Por Diego Viana
Celebração do centenário de Darcy Ribeiro evidencia a contribuição do antropólogo para a sociologia e a educação
Em uma de suas últimas entrevistas, o antropólogo Darcy Ribeiro (1922-1997) relatou que fugiu do hospital onde se submetia a tratamento contra um câncer para terminar o livro que considerava o coroamento de sua obra: O povo brasileiro (Companhia das Letras), publicado em 1995. Na mesma entrevista, reconhecia ser um homem de “muitas peles”: foi etnólogo indigenista, antropólogo, educador, gestor público, político militante e romancista. Mas dizia ter fracassado em sua missão de tornar o Brasil aquilo tanto que “poderia ser”.
No centenário de seu nascimento, que vem sendo lembrado em todo o país, seu legado tem sido celebrado. A Universidade do Estado do Rio de Janeiro (Uerj) declarou 2022 “Ano comemorativo Darcy Ribeiro” e programou vários eventos. Em março, o Instituto de Estudos Avançados da Universidade de São Paulo (IEA-USP) realizou um seminário sobre sua influência na educação brasileira. A Universidade de Brasília (UnB), da qual o antropólogo foi um dos fundadores, vinculou as comemorações de seus 60 anos ao centenário de seu primeiro reitor. No campo editorial, o livro autobiográfico Testemunho, lançado originalmente em 1990, está sendo republicado pela editora Record, com prefácio do jornalista Eric Nepomuceno. A editora Elefante, por sua vez, lança Os futuros de Darcy Ribeiro, organizado pelo sociólogo argentino Andrés Kozel, da Universidad Nacional de San Martín (Unsam), e pelo cientista político Fabricio Pereira da Silva, da Universidade Federal do Estado do Rio de Janeiro (Unirio).
“Darcy Ribeiro é uma figura fascinante e um dos autores latino-americanos que projetaram mais futuros. Em alguns dos textos, ele parece comentar em voz alta as alternativas, utópicas e distópicas, para o Brasil e a América Latina”, observa Pereira da Silva. “Este é um momento excelente para reexaminar suas ideias, suas utopias e projetos.”
Nascido em Montes Claros (MG), Darcy graduou-se em ciências sociais na Escola de Sociologia e Política de São Paulo, em 1946, sob orientação do etnólogo alemão Herbert Baldus (1899-1970). Baldus indicou-o para trabalhar com o marechal Cândido Rondon (1865-1958) no Serviço de Proteção ao Índio (SPI), onde ficou de 1947 a 1955. Nesse intervalo, dedicou-se à etnografia de povos indígenas, entre eles os Kadiwéu, os Kaingang e os Bororo. Com os irmãos Cláudio (1916-1998) e Orlando Villas-Bôas (1914-2002), participou da criação do Parque Indígena do Xingu, em 1952. A partir dessa experiência, publicou seus primeiros livros, como Línguas e culturas indígenas no Brasil e Arte plumária dos índios Kaapor, ambos de 1957.
“Foi na atuação de campo, como profissional do SPI, que ele desenvolveu seus conceitos sobre a questão indígena e o povo brasileiro. As bases teóricas de sua obra foram em grande parte constituídas nesse período”, afirma a historiadora Carolina Arouca Gomes de Brito, da Fundação Oswaldo Cruz (Fiocruz). Em relatório apresentado à Organização das Nações Unidas para a Ciência, a Educação e a Cultura (Unesco), em 1952, Darcy criticou a ideia de que ocorria uma pacífica assimilação dos indígenas à população brasileira, mostrando que a formação do Brasil passava pelo extermínio dos povos originários.

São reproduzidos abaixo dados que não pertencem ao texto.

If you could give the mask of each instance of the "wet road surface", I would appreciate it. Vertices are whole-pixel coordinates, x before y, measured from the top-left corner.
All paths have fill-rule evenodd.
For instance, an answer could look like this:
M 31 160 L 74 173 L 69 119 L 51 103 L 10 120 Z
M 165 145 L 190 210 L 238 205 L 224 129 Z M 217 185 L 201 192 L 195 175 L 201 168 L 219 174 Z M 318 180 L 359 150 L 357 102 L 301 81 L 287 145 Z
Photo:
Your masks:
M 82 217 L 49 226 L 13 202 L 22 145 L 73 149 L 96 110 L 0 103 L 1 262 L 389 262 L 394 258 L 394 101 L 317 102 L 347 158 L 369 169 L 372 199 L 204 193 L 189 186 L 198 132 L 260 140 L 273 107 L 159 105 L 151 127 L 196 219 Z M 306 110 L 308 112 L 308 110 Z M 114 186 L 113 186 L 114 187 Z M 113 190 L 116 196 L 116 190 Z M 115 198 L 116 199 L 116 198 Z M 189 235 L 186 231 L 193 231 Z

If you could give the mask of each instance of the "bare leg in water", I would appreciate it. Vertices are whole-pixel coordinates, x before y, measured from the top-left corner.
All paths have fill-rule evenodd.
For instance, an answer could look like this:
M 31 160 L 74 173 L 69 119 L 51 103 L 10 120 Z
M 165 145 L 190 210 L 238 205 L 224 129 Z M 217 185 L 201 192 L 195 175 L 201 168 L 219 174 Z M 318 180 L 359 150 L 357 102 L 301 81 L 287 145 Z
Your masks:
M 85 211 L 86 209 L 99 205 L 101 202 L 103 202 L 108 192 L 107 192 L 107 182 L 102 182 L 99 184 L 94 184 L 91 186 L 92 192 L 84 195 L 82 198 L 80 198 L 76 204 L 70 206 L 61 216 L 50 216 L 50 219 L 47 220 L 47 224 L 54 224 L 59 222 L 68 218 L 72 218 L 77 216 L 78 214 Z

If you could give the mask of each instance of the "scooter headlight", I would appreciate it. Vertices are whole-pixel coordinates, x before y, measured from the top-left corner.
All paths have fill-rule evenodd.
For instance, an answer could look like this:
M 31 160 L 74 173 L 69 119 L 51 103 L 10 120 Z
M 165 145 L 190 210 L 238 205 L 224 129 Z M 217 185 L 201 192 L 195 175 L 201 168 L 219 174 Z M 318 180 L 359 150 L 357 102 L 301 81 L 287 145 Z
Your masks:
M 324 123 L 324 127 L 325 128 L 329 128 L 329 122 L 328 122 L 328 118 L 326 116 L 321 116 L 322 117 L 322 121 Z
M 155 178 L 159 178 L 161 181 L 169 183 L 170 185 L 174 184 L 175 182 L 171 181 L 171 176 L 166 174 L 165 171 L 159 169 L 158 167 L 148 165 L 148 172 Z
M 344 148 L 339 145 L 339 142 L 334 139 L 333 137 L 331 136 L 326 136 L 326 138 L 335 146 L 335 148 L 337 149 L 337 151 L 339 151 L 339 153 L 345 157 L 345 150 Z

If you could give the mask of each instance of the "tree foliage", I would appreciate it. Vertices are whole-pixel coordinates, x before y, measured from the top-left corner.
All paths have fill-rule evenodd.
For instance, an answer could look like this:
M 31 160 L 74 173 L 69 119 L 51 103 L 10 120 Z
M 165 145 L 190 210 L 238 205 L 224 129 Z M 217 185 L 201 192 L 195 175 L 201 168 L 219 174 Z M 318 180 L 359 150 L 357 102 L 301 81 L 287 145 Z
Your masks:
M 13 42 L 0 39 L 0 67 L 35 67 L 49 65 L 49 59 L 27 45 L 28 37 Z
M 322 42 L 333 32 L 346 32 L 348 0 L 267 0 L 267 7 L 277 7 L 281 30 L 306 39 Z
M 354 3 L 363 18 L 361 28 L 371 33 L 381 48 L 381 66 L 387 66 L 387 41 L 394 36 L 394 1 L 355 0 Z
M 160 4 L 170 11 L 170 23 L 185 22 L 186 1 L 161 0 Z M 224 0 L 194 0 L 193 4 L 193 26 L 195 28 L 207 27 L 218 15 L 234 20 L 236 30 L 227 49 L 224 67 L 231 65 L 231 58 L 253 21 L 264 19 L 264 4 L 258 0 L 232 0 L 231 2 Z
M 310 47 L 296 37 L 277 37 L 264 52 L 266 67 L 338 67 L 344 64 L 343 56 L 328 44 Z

Sua carreira de educador teve início na Escola Brasileira de Administração Pública, da Fundação Getulio Vargas, no Rio de Janeiro, onde durante dois anos ensinou etnologia brasileira. Na mesma época, participou da fundação do Museu do Índio, em 1953, e, dois anos mais tarde, da criação do primeiro curso de pós-graduação em antropologia cultural no Brasil. Ao deixar o SPI, lecionou na Universidade do Brasil, hoje Universidade Federal do Rio de Janeiro (UFRJ). Nesse período, desenvolveu trabalhos com o pedagogo Anísio Teixeira (1900-1971), uma das principais referências em educação no Brasil e defensor do ensino básico integral (ver Pesquisa FAPESP n° 303). Sua influência perduraria por toda a trajetória de Darcy Ribeiro e se concretizaria no projeto dos Centros Integrados de Educação Pública (Ciep), escolas de tempo integral criadas no Rio de Janeiro nos anos 1980. Na época, o governador era Leonel Brizola (1922-2004) e Darcy seu vice.
No exílio, Darcy dedicou-se ao ambicioso projeto de uma “antropologia das civilizações”
A aproximação entre Darcy e Brizola se deu na década de 1960, quando o antropólogo mineiro ingressou na política nacional. Foi ministro da Educação no período parlamentarista do governo João Goulart (1919-1976). Na volta ao presidencialismo, chefiou o Gabinete Civil da Presidência da República. Após o golpe de Estado, em 1964, teve seus direitos políticos cassados. Durante a ditadura militar (1964-1985), o antropólogo viveu 12 anos fora do Brasil. Foi um período determinante para a consolidação de seu pensamento, segundo o próprio Darcy, que se referiu ao exílio como o momento em que se descobriu latino-americano. Nos países pelos quais passou – Uruguai, Venezuela, Chile, Peru, Costa Rica e México –, participou de projetos de criação e reforma de universidades, além de lecionar em diversas instituições.
No Uruguai, Darcy foi apresentado à obra do sociólogo e historiador Manoel Bomfim (1868-1932). O autor de A América Latina: Males de origem (Garnier, 1905) se tornou uma de suas principais referências, por se contrapor às teorias sociais e raciais de seu tempo ao afirmar que a causa dos problemas do Brasil não era a diversidade étnica, mas a própria lógica da colonização. “Bomfim escrevia na época do eugenismo, mas já rebatia os argumentos baseados na inferiorização de raças”, aponta a socióloga Adélia Miglievich-Ribeiro, da Universidade Federal do Espírito Santo (Ufes). “Também enfatizava que o caminho para superar qualquer atraso estava na capacidade de nos emanciparmos do colonialismo e nos afirmarmos como nação soberana. Propunha, assim, um projeto amplo de educação nacional.”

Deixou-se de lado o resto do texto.